Unconsciously, he slid his hands into his trouser pockets, a pose he hadn’t assumed more than once or twice since he’d left college eighteen years before. He moved closer to the dance floor, nodding once to the low, battered bandstand as one would to an old acquaintance.
He stood by the dance floor edge and thought of Mary.
How many times had they circled that tiny area, moving to the rhythms that pulsed from the glowing jukebox? Dancing slowly, their bodies intimately close, her warm hand idly stroking the back of his neck. How many times? Something tightened in his stomach. He could almost see her face again. He turned away quickly from the dance floor and looked at the dark wooden booths.
A forced smile raised his lips. Were they still there? He moved around the edge of a column and started for the back.
“You lookin’ for somebody?” the old black man asked.
“No, no,” he said. “I just want to look at something.”
He moved down the rows of booths, trying to ignore the feeling of awkwardness. Which one is it? he asked himself. He couldn’t remember; they all looked the same. He stopped, hands on hips, and looked at all the booths, shaking his head slowly. On the dance floor, the black man finished his polishing, pulled the plug out and drew the lumbering machine away. The place grew deathly still.
He found them in the third booth he looked at. Worn thin, the letters almost as dark as the surrounding wood but, most assuredly, there. He slid into the booth and looked at them.
He thought about all the nights he and Spence and Dave and Norm had sat in this booth dissecting the universe with the deft, assured scalpels of college seniors.

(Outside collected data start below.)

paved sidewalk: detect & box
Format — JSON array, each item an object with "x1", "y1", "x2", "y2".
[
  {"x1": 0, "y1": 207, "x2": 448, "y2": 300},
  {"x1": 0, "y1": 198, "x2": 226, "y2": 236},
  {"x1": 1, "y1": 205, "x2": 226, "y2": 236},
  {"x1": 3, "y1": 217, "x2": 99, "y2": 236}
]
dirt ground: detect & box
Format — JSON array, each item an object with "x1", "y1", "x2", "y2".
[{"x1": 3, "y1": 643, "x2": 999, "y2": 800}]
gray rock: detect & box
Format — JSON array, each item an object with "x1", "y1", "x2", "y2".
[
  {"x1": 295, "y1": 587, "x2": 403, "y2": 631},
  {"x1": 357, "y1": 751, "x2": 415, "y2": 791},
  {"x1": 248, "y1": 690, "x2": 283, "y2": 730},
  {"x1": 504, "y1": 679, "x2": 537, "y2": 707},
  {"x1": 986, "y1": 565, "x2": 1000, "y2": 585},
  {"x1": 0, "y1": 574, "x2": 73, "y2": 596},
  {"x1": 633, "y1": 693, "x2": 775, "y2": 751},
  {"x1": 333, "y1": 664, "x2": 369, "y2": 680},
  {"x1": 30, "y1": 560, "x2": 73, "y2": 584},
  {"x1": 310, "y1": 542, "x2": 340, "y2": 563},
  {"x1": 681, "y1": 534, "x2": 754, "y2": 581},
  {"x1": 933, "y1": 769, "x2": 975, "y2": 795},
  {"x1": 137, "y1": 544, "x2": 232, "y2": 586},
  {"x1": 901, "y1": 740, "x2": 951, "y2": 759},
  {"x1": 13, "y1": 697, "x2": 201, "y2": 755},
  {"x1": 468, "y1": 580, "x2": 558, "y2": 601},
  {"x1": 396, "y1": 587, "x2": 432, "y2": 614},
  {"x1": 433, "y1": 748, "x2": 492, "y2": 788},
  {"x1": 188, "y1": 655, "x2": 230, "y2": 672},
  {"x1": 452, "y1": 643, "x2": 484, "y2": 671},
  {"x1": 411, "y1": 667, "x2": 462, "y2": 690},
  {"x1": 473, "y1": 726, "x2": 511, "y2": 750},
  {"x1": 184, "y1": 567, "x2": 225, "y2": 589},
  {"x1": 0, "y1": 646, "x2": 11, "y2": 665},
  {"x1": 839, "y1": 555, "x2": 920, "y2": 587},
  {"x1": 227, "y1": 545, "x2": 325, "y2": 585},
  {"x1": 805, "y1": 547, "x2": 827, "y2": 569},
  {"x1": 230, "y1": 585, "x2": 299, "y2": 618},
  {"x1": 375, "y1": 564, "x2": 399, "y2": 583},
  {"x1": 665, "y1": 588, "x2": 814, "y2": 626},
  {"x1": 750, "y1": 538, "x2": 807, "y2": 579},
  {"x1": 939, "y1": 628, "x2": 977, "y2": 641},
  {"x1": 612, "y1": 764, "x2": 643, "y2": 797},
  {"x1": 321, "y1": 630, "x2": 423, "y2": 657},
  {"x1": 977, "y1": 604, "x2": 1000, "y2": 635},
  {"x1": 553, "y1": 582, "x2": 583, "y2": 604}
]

“We thought we had it all,” he murmured. “Every darn bit of it.”
Slowly, he took off his hat and set it down on the table. What he wished for now was a glass of the old beer: that thick, malty brew that filled your veins and pumped your heart, as Spence used to say.
He nodded his head in appreciation, toasting a quiet toast.
“To you,” he whispered. “The unbeatable past.”
As he said it, he looked up from the table and saw a young man standing far across the room at the shadowy foot of the stairway. Johnson looked at the young man, unable to see him sharply without his glasses on.
After a moment, the young man turned and went back up the stairs. Johnson smiled to himself. Come back at six, he thought. The place doesn’t open till six.
That made him think again of all the nights he’d spent down here in the musty dimness, drinking beer, talking, dancing, spending his youth with the casual improvidence of a millionaire.